Sunday, October 5, 2008

rich food + booze = no.

last night we had a birthday party for a well-loved american girl who turned 21, which consisted of a potluck dinner, delicious but incredibly rich cheesecake, drunken dancing at a surprisingly fun party in braamfontein, and more of the same dancing at rupaul.

i am reminded by the combination of dinner, super-rich cheesecake and vodka/cheap wine/cheap beer that my body doesn't like being overloaded with multiple indulgences at once. it should be easy to quit drinking, because drinking is financially unsupportable in new york in my case, unless my bar of choice is sending a friend to costco on my behalf. i've never gotten drunk out of sheer boredom in new york either, which seems to be a habit here. what helps is to live with a straightedge vegetarian, i got that advantage. (alas, resisting the urge to eat things such as cheesecake is much harder for both of us.) so a couple more weeks of partying, and then i'll be home, and that's it for a while. at least until some gastric recovery occurs.

the party in braamfontein is part of this series called "the end is nigh". so they have the end is free, which we went to. since they are free, they attract a lot of crazily dressed college kids. it's in a great old warehouse building that reminded me of williamsburg/bushwick house parties.

rupaul was also nuts. she performed on the carfax courtyard stage, outside, and there was a nice breeze (the nights are warmer here now). we got fancy viva la glam wristbands:


and she had a white wig on that was about two feet wide:


(photo from rupaul.com)

what i learned was: rupaul is super tall and unbelievably fine. she has olympic track star arms, and an impossible hourglass figure. of course the show included runway walks and costume changes (blue sequins to pink sequins!) and diva-tastic dance moves, what else. highly recommended if she ever comes to a stage near you. turns out the ticket price goes to supporting SA Pride programs next year--saw that today after the fact, but it's good to know there's a cause and we didn't just give money to the club as usual.

Friday, October 3, 2008

rain

we got the first small rains of the season last night, which was lovely, even a little thunder and lightning. i can't wait for it to really pour, i haven't seen a rainstorm for maybe half a year at this point. on the downside, this is a high lightning strike area, so you have to unplug your electronics when a storm comes along. not as bad as central africa though. i think the eastern congo is highest, since they have year round thunderstorms.
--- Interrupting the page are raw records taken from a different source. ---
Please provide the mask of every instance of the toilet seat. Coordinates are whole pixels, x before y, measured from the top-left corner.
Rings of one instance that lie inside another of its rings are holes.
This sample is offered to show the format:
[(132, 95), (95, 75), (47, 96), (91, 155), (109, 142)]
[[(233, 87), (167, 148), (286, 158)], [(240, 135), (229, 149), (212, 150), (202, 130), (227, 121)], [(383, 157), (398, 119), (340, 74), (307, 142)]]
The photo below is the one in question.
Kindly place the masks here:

some people stayed up till 3 am to watch the VP debates on the tv in our building's lounge room (usually it is monopolized by really serious soccer fans but not at 3 am). since i am pretty elderly in my sleeping habits so i went to bed earlier than that. i heard palin sounded like a wind-up doll, how predictable.

seven of my fellow students in the program went to durban over the past weekend and got mugged at gunpoint, all together, in broad daylight, while walking to the beach just after going to see a famous mosque. one of them was saying last night she almost can't fault the muggers for doing what they did because they legitemately needed what they stole, and they only took some of what people had on them, as well. no one got hurt, thank god, but i think it served as a wakeup call (or perhaps a reminder) that we are really conspicuous here, which limits where you can reasonably go and at what times you can go places.

that is a big piece of advice for people who might want to do this trip in future years from nyu: your movement is going to be really restricted, and for someone who prowls around new york at all hours seeking adventure, it's like being trapped. expect to be at home a lot in a building that is designed like a high security nyu dorm, expect to need a car, expect things to be segregated, expect people to tell you to go to malls for fun, all of which might be weird, especially for a new yorker.